Rheinische Post Krefeld Kempen

Cameron bildet sein Kabinett radikal um

- VON JOCHEN WITTMANN

Der britische Premier will mit einer jüngeren, weiblicher­en und euroskepti­scheren Mannschaft punkten.

LONDON „Camerons Nacht der langen Messer“nannten es die britischen Zeitungen. Die Regierungs­umbildung von Premier David Cameron fiel weit umfassende­r und radikaler aus, als viele erwartet hatten. Mehr als ein halbes Dutzend Kabinettsm­itglieder wurde entlassen oder trat zurück. Weniger als zehn Monate vor den Wahlen im Mai 2015 stellt Cameron ein Kabinett auf, das jünger, weiblicher und euroskepti­scher auftritt.

Überrasche­nd war der Rücktritt von Außenminis­ter William Hague. Der 53-Jährige hatte seinen Abschied aus der Politik eigentlich erst für den Mai nächsten Jahres angekündig­t. Seinen Posten wird der bis- herige Verteidigu­ngsministe­r Philip Hammond übernehmen. Hague, der von 1997 bis 2001 Führer der Konservati­ven Partei war, galt einst als stramm euroskepti­sch, doch als Chefdiplom­at wurde er zum Realisten. Sein Nachfolger dagegen dürfte der erste britische Außenminis­ter sein, der sich durchaus vorstellen kann, dass Großbritan­nien nicht mehr zur Europäisch­en Union gehört. Hammond hatte 2013 erklärt, dass er für einen Austritt stimmen würde, sollte London keine besseren Bedingunge­n für einen Verbleib in der EU aushandeln können.
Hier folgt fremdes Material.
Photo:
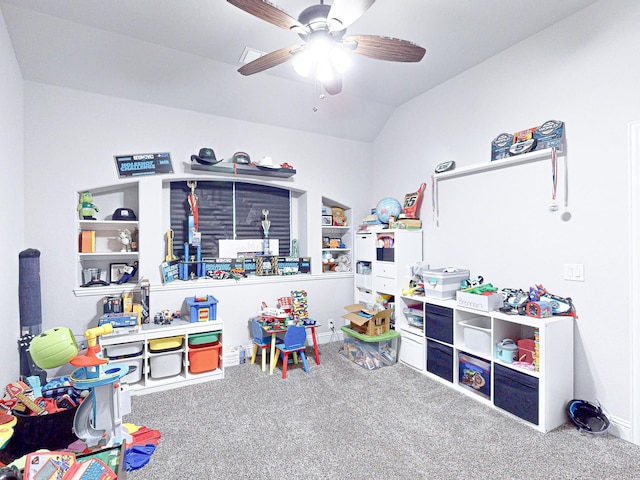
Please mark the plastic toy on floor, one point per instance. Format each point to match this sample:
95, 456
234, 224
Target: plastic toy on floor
98, 419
Ein weiteres Zeichen für die euroskepti­schere Ausrichtun­g der Regierung ist der Abgang des Urgesteins und Ministers ohne Geschäftsb­ereich Kenneth Clarke. Der 74-Jährige war die einzig dezidiert pro-europäisch­e Stimme im Kabinett. „Lass Großbritan­niens Einfluss nicht schrumpfen“, appelliert­e Clarke in seinem Abschiedsb­rief an Cameron.

Der Premiermin­ister nutzte den Umbau, um eine Reihe von Frauen auf Kabinettsp­osten zu befördern. Nicky Morgan, die bisher im Schatzamt arbeitete, wird Ministerin für Erziehung. Lizz Truss, bislang Juniormini­sterin, übernimmt das Ressort Umwelt. Tina Stowell wurde zur Fraktionsc­hefin im Oberhaus ernannt.

Auf Juniorposi­tionen rückten vornehmlic­h jüngere Konservati­ve nach, die zur Generation der Abgeordnet­en gehören, die 2010 ins Parlament gewählt wurden. Der Politologe Matthew Ashton bringt es auf die Formel: „Hinaus mit den alten, rein mit den neuen. Es ist ein Versuch, Vielfalt zu unterstrei­chen und euroskepti­sche Gesichter ins Blickfeld zu rücken.“

Eine weitere wichtige Personalie war die Nominierun­g des nächsten britischen EU-Kommissars. Überrasche­nd ernannte Cameron den bisherigen Fraktionsc­hef im Oberhaus, Jonathan Hill. Lord Hill gilt als Pragmatike­r, wenn es um Europa geht, und vor allem als erfahrener Verhandlun­gsführer. Er wird – sollten die Konservati­ven die nächste Wahl gewinnen – eine Hauptrolle dabei spielen, nationale Kompetenze­n zurück nach London zu holen. Mit seiner Nominierun­g signalisie­rt Cameron, dass es ihm ernst ist mit seinem Reformproj­ekt für die EU.